In the wake of the Florida school shooting, Google decided to take a stand. The gatekeeper of the Internet decided to filter shopping searches that included the term “gun.” It didn't go so well.
Early Tuesday morning, Internet shoppers started noticing and documenting the digital gaffes. Users received error notices when they searched for glue guns and water guns, toy guns and airsoft guns, nail guns and nerf guns. The algorithm is apparently so strict that even the color "burgundy" triggered an error because it includes "gun" in the spelling.
This set off something of a parlor game on social media. Turns out, adults don’t like it when faceless bureaucrats try enforcing arbitrary restrictions — federal, corporate, or otherwise.
Casey “Stable Genius” Smith found that Google now censors “Laguna Beach."
Technousayt observed that the beloved Tom Cruise film about beach volleyball, “Top Gun,” also could not be found.
KingPrewyoko noticed that a search for American hard-rock super-group Velvet Revolver did not return any results. Neither did searches for the Sex Pistols, the Indianapolis Colts, or the word “trifle."
Here are three examples of brands affected by the filtering of words related to 'gun' by @Google.— ♔ Prewyoko (@KingPrewyoko) February 27, 2018
In addition, Google has either not adjusted the filtering for the word 'rifle' or the company really dislikes a certain English dessert. 🤔 pic.twitter.com/Ru6SJHNhqF
The benevolent nanny nerds at Google quickly began cleaning up their mistake. Many of the search terms had been restored by the early evening, but not before an important lesson was learned: Attempts to coddle adults will always backfire.
Granted, Google is a private company. If they think they can help keep our streets safe by banning the sale of guns and gun-related paraphernalia on their website, go for it.

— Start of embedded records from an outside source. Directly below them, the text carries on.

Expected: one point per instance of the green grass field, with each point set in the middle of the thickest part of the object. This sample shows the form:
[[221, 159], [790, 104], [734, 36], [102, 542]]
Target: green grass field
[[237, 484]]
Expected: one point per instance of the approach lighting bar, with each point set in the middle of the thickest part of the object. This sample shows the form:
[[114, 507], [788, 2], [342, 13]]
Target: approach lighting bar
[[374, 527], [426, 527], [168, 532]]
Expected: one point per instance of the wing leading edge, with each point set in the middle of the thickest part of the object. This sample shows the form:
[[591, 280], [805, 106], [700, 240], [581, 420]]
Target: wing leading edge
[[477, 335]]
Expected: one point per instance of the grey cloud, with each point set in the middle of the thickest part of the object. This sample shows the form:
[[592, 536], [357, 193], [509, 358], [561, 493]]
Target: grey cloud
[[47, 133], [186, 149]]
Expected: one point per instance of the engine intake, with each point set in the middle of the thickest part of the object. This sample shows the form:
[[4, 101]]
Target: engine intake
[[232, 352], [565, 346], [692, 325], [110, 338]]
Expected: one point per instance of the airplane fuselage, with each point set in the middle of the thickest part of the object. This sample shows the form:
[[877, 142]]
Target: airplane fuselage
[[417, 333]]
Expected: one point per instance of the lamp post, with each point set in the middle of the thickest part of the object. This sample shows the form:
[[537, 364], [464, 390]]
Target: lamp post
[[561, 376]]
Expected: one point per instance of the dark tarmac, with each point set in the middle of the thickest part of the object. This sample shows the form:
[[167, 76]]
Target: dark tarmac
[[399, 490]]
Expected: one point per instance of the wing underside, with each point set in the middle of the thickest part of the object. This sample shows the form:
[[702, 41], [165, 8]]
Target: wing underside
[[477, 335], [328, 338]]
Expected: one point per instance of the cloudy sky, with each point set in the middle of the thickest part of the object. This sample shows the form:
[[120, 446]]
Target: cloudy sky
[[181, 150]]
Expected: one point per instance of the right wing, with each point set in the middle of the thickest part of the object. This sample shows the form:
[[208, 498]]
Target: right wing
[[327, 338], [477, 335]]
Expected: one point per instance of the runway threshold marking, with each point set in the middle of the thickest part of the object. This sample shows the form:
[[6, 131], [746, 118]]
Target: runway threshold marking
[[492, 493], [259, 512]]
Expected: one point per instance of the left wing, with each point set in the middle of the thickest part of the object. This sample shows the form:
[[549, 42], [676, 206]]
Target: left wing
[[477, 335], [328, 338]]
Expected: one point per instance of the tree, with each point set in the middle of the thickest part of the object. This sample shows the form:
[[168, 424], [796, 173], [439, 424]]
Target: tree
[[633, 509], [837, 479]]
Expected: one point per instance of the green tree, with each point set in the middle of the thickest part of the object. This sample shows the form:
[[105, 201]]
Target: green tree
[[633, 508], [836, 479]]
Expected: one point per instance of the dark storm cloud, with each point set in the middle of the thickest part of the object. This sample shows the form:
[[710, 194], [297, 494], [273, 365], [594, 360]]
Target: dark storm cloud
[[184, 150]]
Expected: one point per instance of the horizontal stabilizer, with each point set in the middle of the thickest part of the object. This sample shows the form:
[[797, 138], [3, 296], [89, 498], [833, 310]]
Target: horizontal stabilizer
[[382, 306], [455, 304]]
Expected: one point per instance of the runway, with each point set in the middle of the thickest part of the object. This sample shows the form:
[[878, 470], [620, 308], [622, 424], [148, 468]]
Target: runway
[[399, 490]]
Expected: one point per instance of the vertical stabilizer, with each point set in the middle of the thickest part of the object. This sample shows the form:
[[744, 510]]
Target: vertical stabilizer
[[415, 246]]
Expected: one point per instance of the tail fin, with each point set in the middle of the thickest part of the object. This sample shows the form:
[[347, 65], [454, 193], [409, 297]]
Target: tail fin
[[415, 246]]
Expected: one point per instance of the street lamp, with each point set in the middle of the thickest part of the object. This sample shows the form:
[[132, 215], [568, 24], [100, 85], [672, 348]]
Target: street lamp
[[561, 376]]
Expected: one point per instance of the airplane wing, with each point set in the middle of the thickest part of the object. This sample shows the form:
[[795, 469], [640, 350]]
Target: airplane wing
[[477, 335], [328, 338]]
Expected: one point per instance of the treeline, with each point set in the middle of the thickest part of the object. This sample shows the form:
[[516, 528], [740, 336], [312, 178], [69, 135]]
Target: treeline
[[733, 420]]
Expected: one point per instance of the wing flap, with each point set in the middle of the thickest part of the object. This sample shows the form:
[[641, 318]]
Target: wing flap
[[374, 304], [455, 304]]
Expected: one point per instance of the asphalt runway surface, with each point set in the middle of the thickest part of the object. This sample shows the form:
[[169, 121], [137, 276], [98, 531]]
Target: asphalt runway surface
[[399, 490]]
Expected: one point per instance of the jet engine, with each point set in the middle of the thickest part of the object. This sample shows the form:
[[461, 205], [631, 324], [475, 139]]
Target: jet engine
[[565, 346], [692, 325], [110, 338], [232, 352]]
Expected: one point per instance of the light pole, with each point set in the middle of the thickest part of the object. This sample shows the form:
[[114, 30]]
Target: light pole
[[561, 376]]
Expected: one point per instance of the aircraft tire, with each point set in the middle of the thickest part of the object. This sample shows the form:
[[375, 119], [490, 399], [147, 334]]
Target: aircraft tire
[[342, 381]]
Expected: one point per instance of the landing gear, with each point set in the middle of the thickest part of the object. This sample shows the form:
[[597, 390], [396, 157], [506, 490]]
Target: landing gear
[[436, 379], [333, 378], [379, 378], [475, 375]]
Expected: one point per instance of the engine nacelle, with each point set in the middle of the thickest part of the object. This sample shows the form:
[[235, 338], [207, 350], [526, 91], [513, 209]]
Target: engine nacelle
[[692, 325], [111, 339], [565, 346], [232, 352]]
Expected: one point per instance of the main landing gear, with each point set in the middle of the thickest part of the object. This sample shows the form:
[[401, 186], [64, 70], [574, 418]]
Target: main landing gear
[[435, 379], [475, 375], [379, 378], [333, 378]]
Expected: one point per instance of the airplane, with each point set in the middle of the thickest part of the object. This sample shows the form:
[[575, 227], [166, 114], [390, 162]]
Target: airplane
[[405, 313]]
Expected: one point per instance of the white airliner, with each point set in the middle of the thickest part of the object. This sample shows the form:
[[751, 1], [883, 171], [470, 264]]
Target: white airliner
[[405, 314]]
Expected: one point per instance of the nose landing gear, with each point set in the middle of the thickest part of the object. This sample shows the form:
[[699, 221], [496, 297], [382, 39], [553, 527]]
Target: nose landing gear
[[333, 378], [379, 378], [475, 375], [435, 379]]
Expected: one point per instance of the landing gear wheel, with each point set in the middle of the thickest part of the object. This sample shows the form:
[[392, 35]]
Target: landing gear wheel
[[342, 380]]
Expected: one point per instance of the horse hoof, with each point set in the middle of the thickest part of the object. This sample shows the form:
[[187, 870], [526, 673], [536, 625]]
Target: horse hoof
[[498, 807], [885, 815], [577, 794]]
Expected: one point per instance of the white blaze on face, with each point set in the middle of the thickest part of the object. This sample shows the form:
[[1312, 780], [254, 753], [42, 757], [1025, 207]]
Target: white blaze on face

But is that effective? No, not at all.
As the Washington Post noted half a decade ago, it’s extremely difficult, if not impossible, to purchase a firearm through the world wide web. Even the most upstanding citizen can’t log on, make a purchase, and then lock and load. They can make the purchase, but then the gun has to be shipped to a licensed firearm dealer and they still have to go through a background check. By design, it's a laborious process.
So, in the end, Google’s war on the gun was really quite silly and pointless. The virtue-signaling stunt only exposed their own stupidity.